Jak wskazuje "Rz", z drugiej strony eksperci nie są przekonani, że dzięki nowelizacji wygrywają ci, którzy oferują lepsze towary lub usługi.

– Te dodatkowe kryteria, które są stosowane przez zamawiających, są bez znaczenia dla jakości udzielanych zamówień – mówi Janusz Niedziela, radca prawny, prezes Centrum Zamówień Publicznych.

– Było do przewidzenia, że często stosowanym dodatkowym kryterium będzie gwarancja. Tak też się stało. Tymczasem np. w drogownictwie i tak jest ona udzielana przez większość firm na identycznych warunkach i nawet jeśli nie była kryterium wyboru, to i tak była wymagana w ramach postępowań. Ewidentnie pojawia się w kryteriach tylko dlatego, że zamawiający chcą spełnić ustawowe wymagania – dodaje Niedziela.

Negatywnie ocenia też jako dodatkowe kryterium termin realizacji zamówienia.

– W większości postępowań np. na budowę dróg był on już tak bardzo wyśrubowany, że trudno uzyskać jeszcze krótszy, realny termin, zmuszając wykonawców do rywalizacji właśnie w oparciu o to kryterium – mówi.

Obowiązek stosowania innych kryteriów niż cena nie może prowadzić do obejścia p.z.p. >>

Prezes Dzierżanowski uważa ponadto, że kryteria stosowane przez zamawiających nie są zbyt wyszukane.

– Rzeczywiście wygląda to trochę tak, jakby zamawiający chcieli po prostu wypełnić obowiązek wynikający z ustawy i nie zastanawiali się za bardzo, jak sprawić, by uzyskane w postępowaniu zamówienie było lepszej jakości – mówi i dodaje, że zamawiający oczekują prostej recepty na dodatkowe kryterium.

– Tymczasem, by rzeczywiście wpływało ono na jakość, musi być dobrane indywidualnie do każdego przypadku, do każdego postępowania. Na przykład kryterium społecznym przy budowie drogi może być to, by prace były prowadzone w takich godzinach, by nie przeszkadzać okolicznym mieszkańcom w nocnym wypoczynku. Takie kryterium może mieć jednak sens tylko wtedy, gdy droga przebiega przez tereny zamieszkane, nie ma sensu go stosować, gdy inwestycja jest prowadzona na jakimś pustkowiu – stwierdza prezes Dzierżanowski.

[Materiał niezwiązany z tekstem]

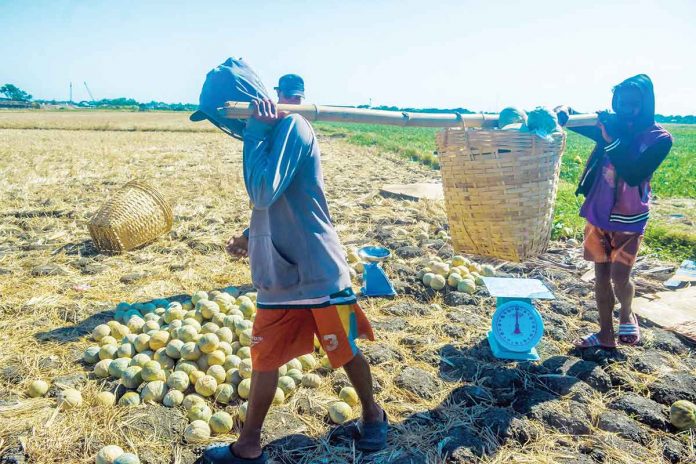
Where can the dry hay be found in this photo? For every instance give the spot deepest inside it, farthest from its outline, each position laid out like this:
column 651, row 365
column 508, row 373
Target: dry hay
column 54, row 289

O tym, że zamawiający chcą po prostu wypełnić minimum nałożone przez ustawę, mogą świadczyć dane UZP. W 92 proc. przypadków stosowano tylko cenę i jeszcze jedno kryterium.

– Przez wiele lat za standard przyjmowano, że najlepiej oprzeć się w rozstrzygnięciu wyłącznie na cenie. Teraz przyjmie się, że muszą to być dwa kryteria. Zamawiający przywykną do tego jak do kolejnego obowiązku biurokratycznego, którego wypełnianie nie będzie miało kompletnie żadnego wpływu na nasze zamówienia – mówi mecenas Niedziela.